Arkansas Razorbacks safety De’Andre Coley was flagged twice last season for targeting. He was ejected both times, and while by the letter of the rule he was wrong, neither time was intentional.
Neither time determined the outcome of the game.
Then a junior at the University of Arkansas, Fayetteville, the Miami native’s biggest mistake was he didn’t play the ball. He never saw it.
Against Ole Miss when he slobber-knocked receiver Van Jefferson, the Razorbacks went on to a 34-30 victory.
On an incomplete pass against Texas A&M, Coley nailed receiver Speedy Noil on a third and 7 to give the Aggies a first down, but they WALLY HALL
already were on their way to a 45-24 victory.
Coley, who is slated to start at one of the safety spots, has always been a big hitter.
His hit on Alabama’s Joshua Jacobs forced a fumble last season, but his reckless abandon and willingness to create havoc go back to when he was a kid.
“When I was younger, some of my teammates would ask me not to hit so hard in practice,” he said Saturday, sitting in front of his locker on the row reserved for seniors.

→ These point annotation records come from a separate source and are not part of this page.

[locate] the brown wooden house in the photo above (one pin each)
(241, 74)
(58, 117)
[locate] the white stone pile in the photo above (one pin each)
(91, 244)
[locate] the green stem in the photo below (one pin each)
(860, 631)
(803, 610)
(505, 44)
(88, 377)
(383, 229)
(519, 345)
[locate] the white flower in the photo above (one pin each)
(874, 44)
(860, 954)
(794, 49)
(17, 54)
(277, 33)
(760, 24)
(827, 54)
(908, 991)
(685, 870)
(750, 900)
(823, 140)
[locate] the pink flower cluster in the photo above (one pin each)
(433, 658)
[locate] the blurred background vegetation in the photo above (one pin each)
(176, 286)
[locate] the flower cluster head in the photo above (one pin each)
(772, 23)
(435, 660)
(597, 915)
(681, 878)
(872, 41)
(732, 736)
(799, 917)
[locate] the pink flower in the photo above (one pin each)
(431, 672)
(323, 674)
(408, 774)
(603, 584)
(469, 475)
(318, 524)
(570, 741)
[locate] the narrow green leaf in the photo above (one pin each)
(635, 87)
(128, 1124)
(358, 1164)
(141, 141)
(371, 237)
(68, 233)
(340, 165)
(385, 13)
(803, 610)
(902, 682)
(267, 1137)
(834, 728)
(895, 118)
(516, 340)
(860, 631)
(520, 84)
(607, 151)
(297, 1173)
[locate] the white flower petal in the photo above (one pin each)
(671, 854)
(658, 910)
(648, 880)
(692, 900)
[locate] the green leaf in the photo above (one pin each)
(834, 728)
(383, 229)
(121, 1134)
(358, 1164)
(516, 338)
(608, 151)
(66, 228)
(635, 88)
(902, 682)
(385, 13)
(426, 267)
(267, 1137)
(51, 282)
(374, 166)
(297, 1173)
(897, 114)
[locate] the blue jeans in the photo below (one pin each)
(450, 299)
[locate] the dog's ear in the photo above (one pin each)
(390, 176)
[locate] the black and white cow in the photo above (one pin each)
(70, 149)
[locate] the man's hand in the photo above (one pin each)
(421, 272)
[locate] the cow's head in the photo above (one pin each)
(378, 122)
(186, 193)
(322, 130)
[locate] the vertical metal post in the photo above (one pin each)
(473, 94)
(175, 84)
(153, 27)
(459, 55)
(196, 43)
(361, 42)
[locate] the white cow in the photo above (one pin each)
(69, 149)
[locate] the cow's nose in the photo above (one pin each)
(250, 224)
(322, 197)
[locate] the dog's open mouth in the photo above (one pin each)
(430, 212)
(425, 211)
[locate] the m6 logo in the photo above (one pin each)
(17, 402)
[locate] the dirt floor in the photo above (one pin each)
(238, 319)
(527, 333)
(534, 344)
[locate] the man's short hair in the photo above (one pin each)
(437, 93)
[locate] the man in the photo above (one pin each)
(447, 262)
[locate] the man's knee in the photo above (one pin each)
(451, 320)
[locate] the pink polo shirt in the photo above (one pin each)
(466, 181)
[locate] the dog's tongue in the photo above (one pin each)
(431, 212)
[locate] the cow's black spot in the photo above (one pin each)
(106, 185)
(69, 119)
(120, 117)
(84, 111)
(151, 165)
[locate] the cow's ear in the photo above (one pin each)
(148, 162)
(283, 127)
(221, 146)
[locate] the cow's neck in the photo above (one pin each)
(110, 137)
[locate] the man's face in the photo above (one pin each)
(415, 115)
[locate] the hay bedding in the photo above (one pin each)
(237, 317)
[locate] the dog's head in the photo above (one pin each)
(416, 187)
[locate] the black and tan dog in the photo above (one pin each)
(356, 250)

Coley, who already has graduated, was signed by then-linebackers coach Randy Shannon, the former Miami Hurricanes head coach. He redshirted his first season and has made strides as a defensive back ever since.
He saw action in 11 games as a redshirt freshman, all 13 games as a sophomore, and last season he started six. That total might have been more, but those targeting penalties twice required he sit out the first half of the next game.
He had 37 tackles, forced 2 fumbles and recovered 2 last season, but he said he knows he’s remembered for the plays against the Rebels and the Aggies, which he’s not proud of.
“I hated it then and I hate it now,” he said. “Coach B [Bret Bielema] told me I have to play smarter. I’ve worked really hard since last year to learn to play the ball better.
“I’ve watched hours of films. I can tell a difference on the practice field now. It is easier for me to play the ball.”
Those hours included watching the plays that drew the flags and understanding exactly what he did wrong, but Coley also has worked to keep the balance he needs to remain competitive.
“I can’t quit being aggressive,” he said. “That’s just not in me.”
At 6-1 and 211 pounds, he has track speed. In high school he ran the second leg of the 400-meter relay. He was fast enough that TCU, which recruits speed at almost every position, offered him a scholarship.
Miami Northwestern, his high school, is a powerhouse and has had several games televised by ESPN.
Shannon’s allure was enough to get him to Arkansas, and Coley has mostly done very well, but from a young age both of his parents — Matthew Spikes and Yvonne Coley — told him the same thing.
“They said on the field, I have no friends,” he said. “I was told that at an early age, and I do what my parents tell me. They also said when I leave the field to leave the aggressive play behind.”
Last season, Coley was supposed to sit out the first half of the Auburn game, but he instead missed it when he hurt his ankle walking to practice. He wasn’t paying attention to where he was walking while talking on his phone, and he stepped in a pothole.
He was talking to his mother.
“A lot of people who saw those hits might think the wrong things about me, and I’m going to prove those people were wrong,” he said.
Coley was uncomfortable talking about the two plays that he’s remembered for last season, but he didn’t dodge the bullet, just as he doesn’t dodge anything or anyone on the field.